The enfleshment of God extends outward, through such new links as the Samaritan makes with the Jew, into a network which we call the Church. But this is a network, not a categorical grouping; that is, it is a skein of relations which link particular, unique, enfleshed people to each other, rather than a grouping of people together on the grounds of their sharing some important property.

Illich believes that when we forget that what binds us is “a skein of relations,” we fall into a system of rules—we become code fetishists, for whom “the significance of the Good Samaritan story appears obvious: it is a stage on the road to a universal morality of rules.” But for Illich this is a “corruption of Christianity.” Our world looks very different if what matters is not the code we can abstract from a given situation but the situation itself—or, more specifically still, the utterly particular person who stands in front of us.
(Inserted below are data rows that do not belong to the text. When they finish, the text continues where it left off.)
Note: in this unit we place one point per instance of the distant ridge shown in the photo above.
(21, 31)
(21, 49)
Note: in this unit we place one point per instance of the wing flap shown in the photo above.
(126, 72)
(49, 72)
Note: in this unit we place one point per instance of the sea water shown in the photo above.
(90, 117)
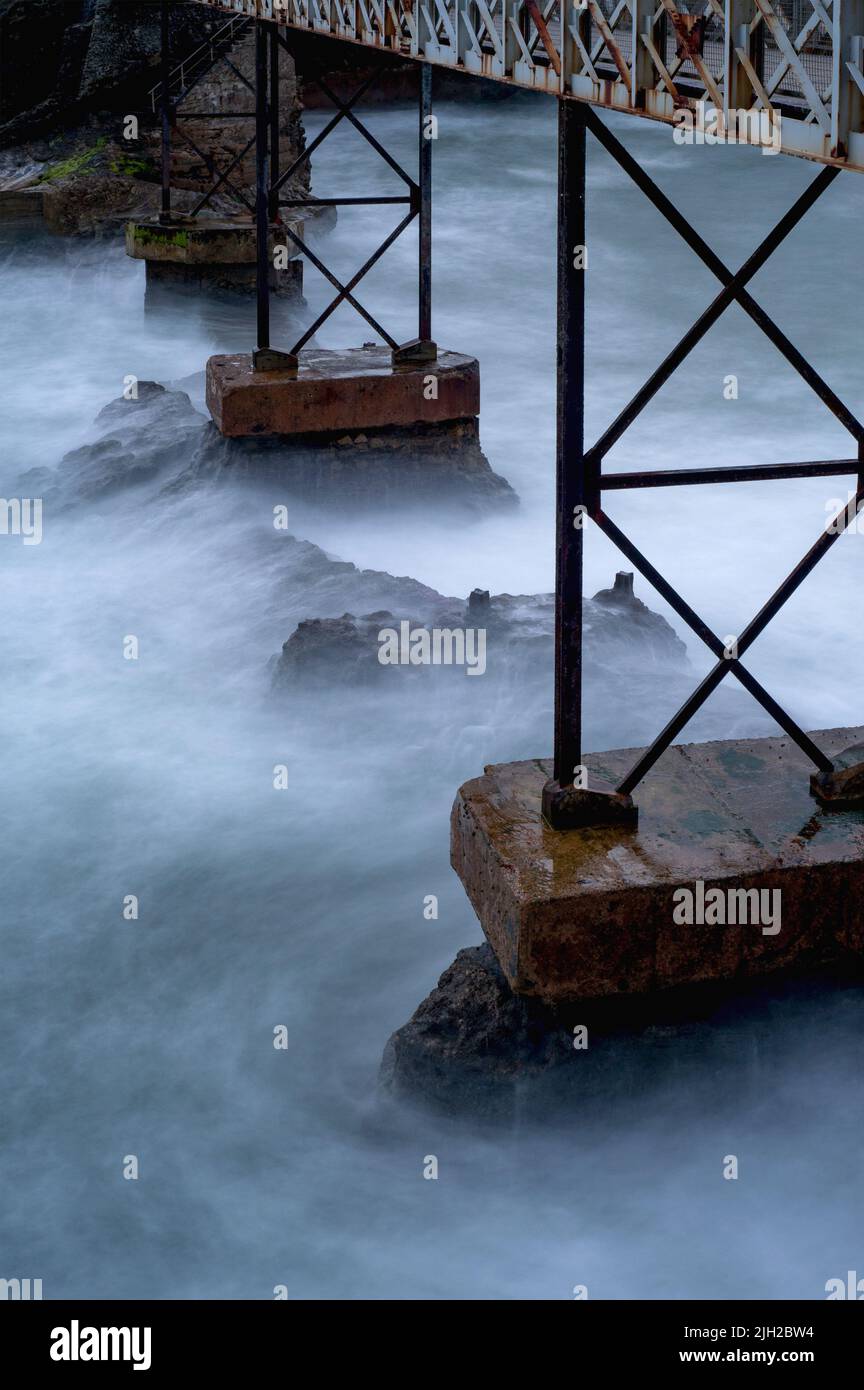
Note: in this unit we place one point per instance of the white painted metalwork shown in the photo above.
(786, 74)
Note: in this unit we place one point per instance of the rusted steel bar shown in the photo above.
(725, 275)
(734, 285)
(345, 291)
(341, 202)
(261, 185)
(571, 481)
(745, 640)
(424, 330)
(711, 641)
(165, 111)
(274, 128)
(743, 473)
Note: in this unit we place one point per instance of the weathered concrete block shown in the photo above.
(352, 389)
(213, 253)
(592, 913)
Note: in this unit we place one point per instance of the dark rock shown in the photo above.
(520, 634)
(140, 441)
(474, 1048)
(395, 469)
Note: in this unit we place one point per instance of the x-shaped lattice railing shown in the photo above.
(345, 291)
(734, 291)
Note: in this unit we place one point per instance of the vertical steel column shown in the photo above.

You can see the ubiquity of code fetishism—the can’t-see-around-it absolutism of normolatry—in Sam Biddle’s reflections on how he helped to ruin Justine Sacco’s life. He says that he apologized to her, but then elsewhere in the post he effectively walks back the apology:

I’ve been asked many times if I would post Sacco’s tweet all over again, and I still don’t know how to answer. Would I post the tweet again? Sure. Would I post the tweet knowing it’s going to cause an incredibly disproportionate personal disaster for Justine Sacco? No. Would I post the tweet knowing it could happen? Now we’re in dicey territory, and I’m thinking of ghosts: If you had a face-to-face sit-down with all of the people you’ve posted about, how many of THOSE would you do again? We’re wading through swamps and thorns, here.

Biddle would only “post the tweet again”—or at all—because he thinks that in it Sacco had violated some significant norm; but he would only hesitate because, having confronted her humanity, he realizes that code enforcement has a tendency to create “incredibly disproportionate personal disaster.” More crucially, he’s horrified by the very thought of scanning his history of social-media acts, because he could discover that he has violated codes himself, and then what would he do? “Swamps and thorns” indeed.

Biddle’s problem is that he is stuck between sensing the limits of normolatry and seeing no alternative to it except an antinomianism that strikes him as somehow irresponsible, perhaps even inhuman. He is morally disoriented by the confrontation with someone’s sheer personhood. He has the first inkling of the possibility that, as Taylor puts it in his summary of Illich’s thought,

even the best codes can become idolatrous traps that tempt us to complicity in violence. Illich reminds us not to become totally invested in the code — even the best code of a peace-loving, egalitarian variety — of liberalism. We should find the centre of our spiritual lives beyond the code, deeper than the code, in networks of living concern, which are not to be sacrificed to the code, which must even from time to time subvert it.

In this light, I think we can see that our dominant social media have a strong tendency to reinforce the normolatry-antinomianism dichotomy, and to obscure the need for “networks of living concern.” To search Twitter or Facebook for people using words you don’t like, or using important words in ways you don’t like; to scroll through a list of tweets or posts that employ a particular hashtag with an eye towards the absurd or offensive; to seek out particularly provocative tweets or posts in order to see how outrageous the replies are—these are the characteristic acts of the code fetishist. I pray you, avoid them.

Alan Jacobs is a Distinguished Professor of the Humanities in the Honors Program at Baylor University in Waco, Texas, and the author most recently of The Book of Common Prayer: A Biography.